En esta suerte de aduana vivencial de fin de año, en la cual se escudriñan las alforjas de la memoria, no se decomisa lo prohibido sino lo indeleble. Y en el bagaje de mis remembranzas, si he de tomar algo que me marcó, guardaré una película.

Se trata de una que está hecha de nostalgia y que eclipsa todas las que vi antes, entre enero y noviembre. Roma es un lienzo de belleza melancólica acerca de la generosidad del tiempo que disipa los prefijos del desprecio y del desencuentro y del desamor para permitirnos apreciar el encuentro con el primer y último amor, el amor a la vida y a quienes nos la dan, nos la salvan y nos la hacen digna de vivir. Es una historia de rutinas sorpresivas y quietudes sobrecogedoras, una epopeya de llanezas, un recuento de heroísmos que pasan desapercibidos. Es la transfiguración de la sencillez en magnificencia, una oda a la bondad que sofoca la vileza y el sufrimiento a golpes de candor y ternura. Es una lenta sucesión de escenas anticlimáticas que acaba dejándonos perplejos y conmovidos. Es Cleo y varios personajes que la rodean mientras ella cree girar a su alrededor.

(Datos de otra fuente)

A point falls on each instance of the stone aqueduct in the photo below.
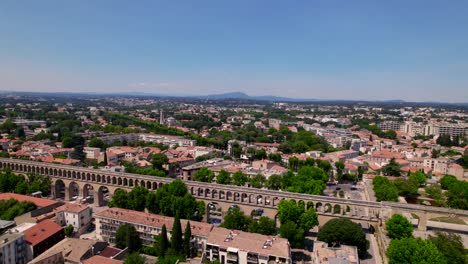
(70, 181)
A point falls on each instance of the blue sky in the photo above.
(412, 50)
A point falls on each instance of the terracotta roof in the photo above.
(72, 208)
(154, 220)
(39, 202)
(41, 232)
(109, 252)
(101, 260)
(249, 242)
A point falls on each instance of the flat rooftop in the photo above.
(233, 240)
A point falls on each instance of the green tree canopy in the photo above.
(414, 250)
(451, 246)
(135, 258)
(127, 236)
(203, 175)
(264, 226)
(343, 231)
(293, 233)
(239, 178)
(223, 177)
(399, 227)
(159, 160)
(236, 219)
(187, 240)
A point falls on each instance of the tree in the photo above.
(257, 181)
(451, 246)
(127, 236)
(97, 143)
(264, 226)
(187, 240)
(434, 191)
(135, 258)
(308, 220)
(406, 187)
(418, 177)
(288, 210)
(343, 231)
(293, 233)
(411, 250)
(176, 236)
(274, 182)
(339, 169)
(68, 230)
(399, 227)
(235, 219)
(392, 168)
(384, 189)
(447, 181)
(162, 243)
(239, 178)
(223, 177)
(119, 199)
(203, 175)
(137, 198)
(159, 160)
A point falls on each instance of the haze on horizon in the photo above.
(357, 50)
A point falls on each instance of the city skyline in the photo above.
(413, 51)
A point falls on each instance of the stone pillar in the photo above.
(67, 193)
(422, 223)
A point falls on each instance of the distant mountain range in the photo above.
(221, 96)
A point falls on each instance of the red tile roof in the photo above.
(39, 202)
(110, 252)
(129, 216)
(101, 260)
(41, 232)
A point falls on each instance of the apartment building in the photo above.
(453, 130)
(233, 246)
(390, 125)
(12, 248)
(77, 215)
(147, 225)
(324, 254)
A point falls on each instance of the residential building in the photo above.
(41, 237)
(77, 215)
(12, 248)
(390, 125)
(147, 225)
(233, 246)
(71, 250)
(325, 254)
(101, 260)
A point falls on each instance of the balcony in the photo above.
(232, 257)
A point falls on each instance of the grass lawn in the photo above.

En Roma todo se humedece, incluida la mirada del espectador. Eso es, después de todo, la melancolía: gotas de alegría y tristeza envejecidas, rostros sonrientes cuyas arrugas los convierten en muecas nostálgicas y, principalmente, recuerdos del goce que al no poderse recrear cabalmente llega envuelto en jirones de sollozos. Así la entiendo y la he descrito yo, y tengo para mí que así la siente Alfonso Cuarón. Muchísimos de quienes vimos sus reminiscencias personales no tuvimos más remedio que terminar con lágrimas en los labios y sonrisas en los ojos. Ante la entronización de un mundo inicuo y del clasismo racista que desgarra a México, solo un bípedo implume puede impedir la irrupción de un nudo en la garganta al presenciar la levedad de una muchacha desposeída que nada pide y todo lo da. Aun los obsesos de prolijos tramas y diálogos psicológicos como yo sucumbimos ante esta cátedra de sencillez narrativa.

El filme trasciende su espacio y su tiempo. Es provechosamente nacional porque es, como quería mi ilustre paisano Alfonso Reyes, generosamente universal. Y evoca los años setenta del siglo pasado como podría evocar casi cualquier época. Pero claro, su impacto es devastador para quienes somos coetáneos de Cuarón, crecimos en un hogar de la clase media mexicana y tuvimos el privilegio de tener a alguien como Cleo a nuestro lado. Nosotros no tenemos manera de detener el aluvión de claroscuros que nos empapa, ni de exigir una denuncia social que no sea la recreación hiperrealista de la desigualdad y de la represión que ya está ahí. Solo podemos levitar mientras nos hundimos en el asiento admirando el retrato de un alma limpia, libre de las cavernas que albergan resentimientos insepultos. Que me disculpen quienes tengan que hacerlo; me quedo —así, con su lentitud, con su falta de atavíos dialécticos, con su presunto aval al indiscreto encanto de la burguesía— con esta maravillosa acuarela cinematográfica.

Algo bueno debe haber experimentado mi vilipendiada generación para que haya producido un trío de cineastas geniales. Alejandro González Iñárritu, Guillermo del Toro y Alfonso Cuarón son —sí, lo digo con todo el chovinismo de que soy capaz— un orgullo para México. Tres talentos que alumbran la aldea global y que nos hacen creer, por esa arcana apropiación que provocan las nacionalidades, que un trocito de sus obras maestras nos pertenece a cada uno de los mexicanos. Felicito a los tres pero, detenido ante la aduana del término de estos 365 días de luces y sombras, con una vanagloria rayana en la impostura, solo acierto a presumir una película paradójica que, más que amor a primera vista, suscita una pasión que surge despaciosa y tardíamente.

Roma es, a fin de cuentas, una caricia a la vista, al oído e incluso al olfato, porque desprende aroma de esperanza de redención, aroma de sosiego. A-Roma (de) retorno.